To heal this corrosive ailment we need to address the linkage between corruption and political funding – one feeds on the other. Till such time the issue of political funding for legitimate politics is not resolved, and parties are held accountable for the money they spend, scams and scandals will continue to happen, perhaps more frequently.
Contrary to popular belief, politicians do not steal only because it affords them the good life that everybody aspires for. Most steal because money plays a crucial role in influencing power equations and exercising choices both within and outside Parliament House, especially during elections.
We should, therefore, think of ways and means to strike at the root of the problem. I have often argued that the best way to avoid political corruption, or at least to put a leash on it, is to do away with our present system of elections. If we were to switchover to the proportionate representations system then the need for massive political funding would automatically decline.

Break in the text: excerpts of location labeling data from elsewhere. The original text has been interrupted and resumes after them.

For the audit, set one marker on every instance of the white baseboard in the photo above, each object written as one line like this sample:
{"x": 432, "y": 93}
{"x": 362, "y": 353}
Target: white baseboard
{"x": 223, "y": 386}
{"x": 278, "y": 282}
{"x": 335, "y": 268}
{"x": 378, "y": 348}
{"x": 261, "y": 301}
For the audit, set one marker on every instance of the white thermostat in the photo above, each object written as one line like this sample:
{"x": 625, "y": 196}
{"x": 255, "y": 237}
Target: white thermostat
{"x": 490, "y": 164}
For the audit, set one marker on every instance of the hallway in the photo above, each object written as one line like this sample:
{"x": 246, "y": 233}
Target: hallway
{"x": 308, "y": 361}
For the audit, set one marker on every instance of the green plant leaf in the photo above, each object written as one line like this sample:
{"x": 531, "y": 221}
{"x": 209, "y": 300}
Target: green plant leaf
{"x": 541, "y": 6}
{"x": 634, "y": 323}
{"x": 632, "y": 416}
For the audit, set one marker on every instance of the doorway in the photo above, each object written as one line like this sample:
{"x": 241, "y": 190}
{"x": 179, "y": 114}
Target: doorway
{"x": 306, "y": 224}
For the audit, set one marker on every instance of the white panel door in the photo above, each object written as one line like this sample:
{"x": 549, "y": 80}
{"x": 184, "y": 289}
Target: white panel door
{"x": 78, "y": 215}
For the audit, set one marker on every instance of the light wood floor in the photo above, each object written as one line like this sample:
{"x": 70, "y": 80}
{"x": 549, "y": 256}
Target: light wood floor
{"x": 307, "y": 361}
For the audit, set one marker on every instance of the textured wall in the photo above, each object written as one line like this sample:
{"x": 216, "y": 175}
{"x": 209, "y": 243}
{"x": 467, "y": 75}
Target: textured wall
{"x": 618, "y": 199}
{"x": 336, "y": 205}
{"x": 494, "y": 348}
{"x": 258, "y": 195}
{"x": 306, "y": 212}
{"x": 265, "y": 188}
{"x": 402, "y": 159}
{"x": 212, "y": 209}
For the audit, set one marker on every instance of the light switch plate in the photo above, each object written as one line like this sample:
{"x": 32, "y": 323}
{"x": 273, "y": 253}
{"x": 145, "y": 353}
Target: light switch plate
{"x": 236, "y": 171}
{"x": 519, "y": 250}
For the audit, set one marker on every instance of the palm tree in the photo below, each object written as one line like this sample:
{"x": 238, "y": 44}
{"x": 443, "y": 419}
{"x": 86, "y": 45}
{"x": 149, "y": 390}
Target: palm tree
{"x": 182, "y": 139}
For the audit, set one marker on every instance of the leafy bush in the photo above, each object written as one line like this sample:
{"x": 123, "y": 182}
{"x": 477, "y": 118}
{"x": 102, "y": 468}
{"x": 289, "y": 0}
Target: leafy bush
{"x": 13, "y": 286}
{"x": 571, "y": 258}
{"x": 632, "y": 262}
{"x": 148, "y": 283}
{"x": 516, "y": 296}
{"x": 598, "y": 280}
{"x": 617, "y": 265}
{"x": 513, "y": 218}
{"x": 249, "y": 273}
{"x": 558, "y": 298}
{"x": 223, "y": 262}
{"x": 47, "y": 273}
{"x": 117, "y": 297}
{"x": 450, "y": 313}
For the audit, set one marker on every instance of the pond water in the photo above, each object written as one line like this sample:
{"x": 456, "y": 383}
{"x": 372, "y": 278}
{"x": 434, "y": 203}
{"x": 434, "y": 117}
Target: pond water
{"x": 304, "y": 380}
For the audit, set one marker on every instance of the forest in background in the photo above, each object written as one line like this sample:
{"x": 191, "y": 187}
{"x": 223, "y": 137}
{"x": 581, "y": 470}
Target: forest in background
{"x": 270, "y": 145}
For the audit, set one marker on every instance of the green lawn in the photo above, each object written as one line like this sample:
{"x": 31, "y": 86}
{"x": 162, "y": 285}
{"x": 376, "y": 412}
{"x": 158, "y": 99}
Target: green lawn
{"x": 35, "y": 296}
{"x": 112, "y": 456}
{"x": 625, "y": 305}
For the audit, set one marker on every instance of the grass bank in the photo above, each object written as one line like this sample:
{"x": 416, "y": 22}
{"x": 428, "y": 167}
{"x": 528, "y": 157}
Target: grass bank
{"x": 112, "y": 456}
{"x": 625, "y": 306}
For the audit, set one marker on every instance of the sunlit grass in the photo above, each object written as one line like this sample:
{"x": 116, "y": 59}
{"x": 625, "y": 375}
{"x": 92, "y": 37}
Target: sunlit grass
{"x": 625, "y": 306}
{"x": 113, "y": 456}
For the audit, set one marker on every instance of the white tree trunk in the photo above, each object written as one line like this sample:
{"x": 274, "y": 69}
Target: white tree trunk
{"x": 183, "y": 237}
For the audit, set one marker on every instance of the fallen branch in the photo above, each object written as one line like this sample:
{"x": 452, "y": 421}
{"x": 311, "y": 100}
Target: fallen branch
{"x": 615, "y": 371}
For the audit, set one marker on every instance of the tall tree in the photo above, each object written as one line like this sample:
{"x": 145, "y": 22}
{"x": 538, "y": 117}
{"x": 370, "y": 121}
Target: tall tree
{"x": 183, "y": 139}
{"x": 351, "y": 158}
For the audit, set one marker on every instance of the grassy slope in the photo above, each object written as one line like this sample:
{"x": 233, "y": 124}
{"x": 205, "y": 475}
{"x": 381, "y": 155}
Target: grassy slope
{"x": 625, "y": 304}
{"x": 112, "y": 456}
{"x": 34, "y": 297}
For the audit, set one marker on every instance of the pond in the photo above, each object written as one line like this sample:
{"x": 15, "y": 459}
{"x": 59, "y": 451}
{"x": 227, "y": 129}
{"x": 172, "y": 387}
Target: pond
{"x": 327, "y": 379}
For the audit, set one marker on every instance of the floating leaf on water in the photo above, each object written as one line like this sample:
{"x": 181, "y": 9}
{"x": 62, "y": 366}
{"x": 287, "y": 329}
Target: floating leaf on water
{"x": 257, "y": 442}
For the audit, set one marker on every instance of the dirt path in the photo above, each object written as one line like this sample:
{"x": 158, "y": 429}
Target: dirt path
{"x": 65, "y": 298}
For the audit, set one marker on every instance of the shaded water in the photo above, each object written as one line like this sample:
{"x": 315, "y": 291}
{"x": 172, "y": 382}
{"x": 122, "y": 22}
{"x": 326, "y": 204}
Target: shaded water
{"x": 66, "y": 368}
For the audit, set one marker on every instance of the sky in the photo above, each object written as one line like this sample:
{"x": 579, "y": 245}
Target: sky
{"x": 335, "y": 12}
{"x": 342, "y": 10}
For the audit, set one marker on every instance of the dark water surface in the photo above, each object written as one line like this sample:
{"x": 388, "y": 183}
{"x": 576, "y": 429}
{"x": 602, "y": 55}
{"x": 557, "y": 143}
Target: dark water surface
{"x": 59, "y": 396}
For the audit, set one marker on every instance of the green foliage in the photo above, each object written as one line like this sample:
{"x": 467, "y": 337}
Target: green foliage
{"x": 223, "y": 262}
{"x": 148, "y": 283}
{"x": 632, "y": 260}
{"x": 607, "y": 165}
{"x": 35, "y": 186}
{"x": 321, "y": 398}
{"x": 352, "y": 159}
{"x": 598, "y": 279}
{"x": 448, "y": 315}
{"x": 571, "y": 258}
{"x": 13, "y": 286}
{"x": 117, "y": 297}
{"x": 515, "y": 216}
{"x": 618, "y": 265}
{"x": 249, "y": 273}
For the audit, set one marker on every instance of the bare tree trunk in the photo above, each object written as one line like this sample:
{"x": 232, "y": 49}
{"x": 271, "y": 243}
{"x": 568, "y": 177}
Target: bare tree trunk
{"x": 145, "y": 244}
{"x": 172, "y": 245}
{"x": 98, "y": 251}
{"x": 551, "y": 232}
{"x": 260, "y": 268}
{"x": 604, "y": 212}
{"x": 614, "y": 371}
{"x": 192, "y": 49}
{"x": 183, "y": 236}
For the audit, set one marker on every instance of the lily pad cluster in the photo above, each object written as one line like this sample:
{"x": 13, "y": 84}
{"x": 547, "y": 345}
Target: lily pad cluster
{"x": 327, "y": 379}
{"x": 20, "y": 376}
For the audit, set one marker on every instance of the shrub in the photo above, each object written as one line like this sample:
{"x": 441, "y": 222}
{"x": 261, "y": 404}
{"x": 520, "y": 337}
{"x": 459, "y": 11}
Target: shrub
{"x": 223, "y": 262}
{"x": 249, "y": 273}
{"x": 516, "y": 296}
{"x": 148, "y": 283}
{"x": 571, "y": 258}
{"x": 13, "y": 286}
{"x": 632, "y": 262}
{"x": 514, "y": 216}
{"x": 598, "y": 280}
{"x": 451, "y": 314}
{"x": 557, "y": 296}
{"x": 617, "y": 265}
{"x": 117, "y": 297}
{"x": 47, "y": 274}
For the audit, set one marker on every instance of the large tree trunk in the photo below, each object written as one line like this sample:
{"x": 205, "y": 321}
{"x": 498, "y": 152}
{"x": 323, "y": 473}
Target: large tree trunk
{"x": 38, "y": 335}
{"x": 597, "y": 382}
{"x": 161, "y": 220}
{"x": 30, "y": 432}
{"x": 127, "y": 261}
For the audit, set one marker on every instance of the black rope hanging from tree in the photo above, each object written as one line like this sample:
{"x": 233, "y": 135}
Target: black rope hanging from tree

Or we could raise the limit on election spending and make it more realistic while insisting on transparent political funding. It is absurd to have a limit of Rs 40 lakh on election expenditure for a Lok Sabha constituency and Rs 16 lakh for an Assembly constituency. The real cost of contesting elections is many times higher than the Election Commission mandated limit, and that expenditure is met with money acquired through corrupt means. Since it does not have to be accounted for, there is no need to account for its source or sources either.
When the bedrock of democracy is weakened in so grotesque a manner, it’s silly to worry about debates in Parliament. I’d much rather rage about the former.